Gregarine on the liver, intestines, and gills of shrimp

  • Symptoms:

In shrimp infected with parasites in the first stage, the shrimp’s intestines curl in a Z shape. After that, it will break and have milky white. Besides, shrimp also reduce eating.

After 7-10 days of infection, shrimp intestines will be yellow and milky white. The intestinal tract near the tail is swollen, round, or rice-shaped. If Gregarine enters the liver, it will cause the shrimp liver to discolor, atrophy, and then yellow liver disease.

Finally, the shrimp curled up their body, swam on the surface, edged off the ponds, and died.

To accurately identify the disease, we should see the shrimp sample under the microscope.
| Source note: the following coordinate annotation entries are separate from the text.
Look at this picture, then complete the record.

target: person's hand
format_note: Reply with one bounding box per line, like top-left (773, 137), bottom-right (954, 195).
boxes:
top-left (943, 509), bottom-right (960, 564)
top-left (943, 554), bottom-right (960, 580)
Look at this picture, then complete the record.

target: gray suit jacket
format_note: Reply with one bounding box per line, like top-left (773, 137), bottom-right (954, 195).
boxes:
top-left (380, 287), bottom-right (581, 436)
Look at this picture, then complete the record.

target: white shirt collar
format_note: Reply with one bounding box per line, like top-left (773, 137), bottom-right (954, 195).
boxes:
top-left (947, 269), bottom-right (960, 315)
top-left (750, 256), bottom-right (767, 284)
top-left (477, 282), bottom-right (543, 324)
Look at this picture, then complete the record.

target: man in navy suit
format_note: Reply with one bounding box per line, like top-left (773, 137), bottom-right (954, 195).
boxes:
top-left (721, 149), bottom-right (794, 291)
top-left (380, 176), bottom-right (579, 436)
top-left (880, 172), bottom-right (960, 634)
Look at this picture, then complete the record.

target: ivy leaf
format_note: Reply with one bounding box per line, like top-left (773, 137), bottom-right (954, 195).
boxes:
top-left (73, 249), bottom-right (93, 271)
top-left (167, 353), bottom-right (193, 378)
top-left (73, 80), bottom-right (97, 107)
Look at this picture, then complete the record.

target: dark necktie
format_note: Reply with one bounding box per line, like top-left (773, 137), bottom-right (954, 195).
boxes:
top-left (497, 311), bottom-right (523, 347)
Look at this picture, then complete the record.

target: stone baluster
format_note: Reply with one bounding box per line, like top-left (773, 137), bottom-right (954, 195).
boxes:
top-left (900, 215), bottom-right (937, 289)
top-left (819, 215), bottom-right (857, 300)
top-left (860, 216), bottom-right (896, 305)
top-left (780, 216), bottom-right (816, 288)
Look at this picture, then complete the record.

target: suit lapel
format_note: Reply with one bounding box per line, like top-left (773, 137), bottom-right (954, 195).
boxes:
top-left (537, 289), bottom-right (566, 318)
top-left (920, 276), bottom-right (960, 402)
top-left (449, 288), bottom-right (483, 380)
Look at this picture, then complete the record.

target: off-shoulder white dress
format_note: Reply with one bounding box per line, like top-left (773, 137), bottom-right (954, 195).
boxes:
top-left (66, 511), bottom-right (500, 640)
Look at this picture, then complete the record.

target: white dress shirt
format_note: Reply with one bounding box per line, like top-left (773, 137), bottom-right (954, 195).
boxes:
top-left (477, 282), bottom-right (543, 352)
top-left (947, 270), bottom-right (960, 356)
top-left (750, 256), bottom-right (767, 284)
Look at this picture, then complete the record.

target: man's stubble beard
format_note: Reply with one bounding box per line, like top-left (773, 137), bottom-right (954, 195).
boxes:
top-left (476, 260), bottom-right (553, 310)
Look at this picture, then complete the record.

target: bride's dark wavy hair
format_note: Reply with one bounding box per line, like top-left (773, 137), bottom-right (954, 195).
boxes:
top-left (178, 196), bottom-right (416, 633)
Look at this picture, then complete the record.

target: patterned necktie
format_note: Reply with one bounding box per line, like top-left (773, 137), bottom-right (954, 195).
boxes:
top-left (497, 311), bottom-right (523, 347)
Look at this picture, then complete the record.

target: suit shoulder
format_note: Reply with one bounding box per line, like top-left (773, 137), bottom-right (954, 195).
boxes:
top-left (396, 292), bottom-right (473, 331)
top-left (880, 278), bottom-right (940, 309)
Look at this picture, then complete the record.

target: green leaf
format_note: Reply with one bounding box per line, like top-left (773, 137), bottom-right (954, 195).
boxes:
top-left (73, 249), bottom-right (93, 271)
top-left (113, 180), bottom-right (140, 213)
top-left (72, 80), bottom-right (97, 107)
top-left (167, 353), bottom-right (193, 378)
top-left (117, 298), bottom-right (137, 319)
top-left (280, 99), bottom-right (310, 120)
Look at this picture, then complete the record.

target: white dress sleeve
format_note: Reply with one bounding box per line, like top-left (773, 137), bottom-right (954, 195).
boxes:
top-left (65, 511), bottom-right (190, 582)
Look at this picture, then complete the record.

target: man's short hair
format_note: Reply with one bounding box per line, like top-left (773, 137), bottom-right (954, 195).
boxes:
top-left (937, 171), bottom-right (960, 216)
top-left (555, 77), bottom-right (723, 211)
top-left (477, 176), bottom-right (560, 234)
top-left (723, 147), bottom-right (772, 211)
Gregarine on the liver and intestines of shrimp

Preventive measures:

  • Choosing reputable and quality postlarvae hatcheries.
  • Renovating the pond carefully and according to the technical process.
  • Stocking with the appropriate density, season, and weather.
  • Limiting intermediate hosts such as crabs and crustaceans by biosafety products.
  • Periodically killing parasites with products such as BKC, IODINE, and herbal medicines.
  • Mixing sulfamides into the feed. For treatment, feed for 3 consecutive days, periodically 2 days/time. For disease prevention, feed for 1 time/day, periodically 7 days/time.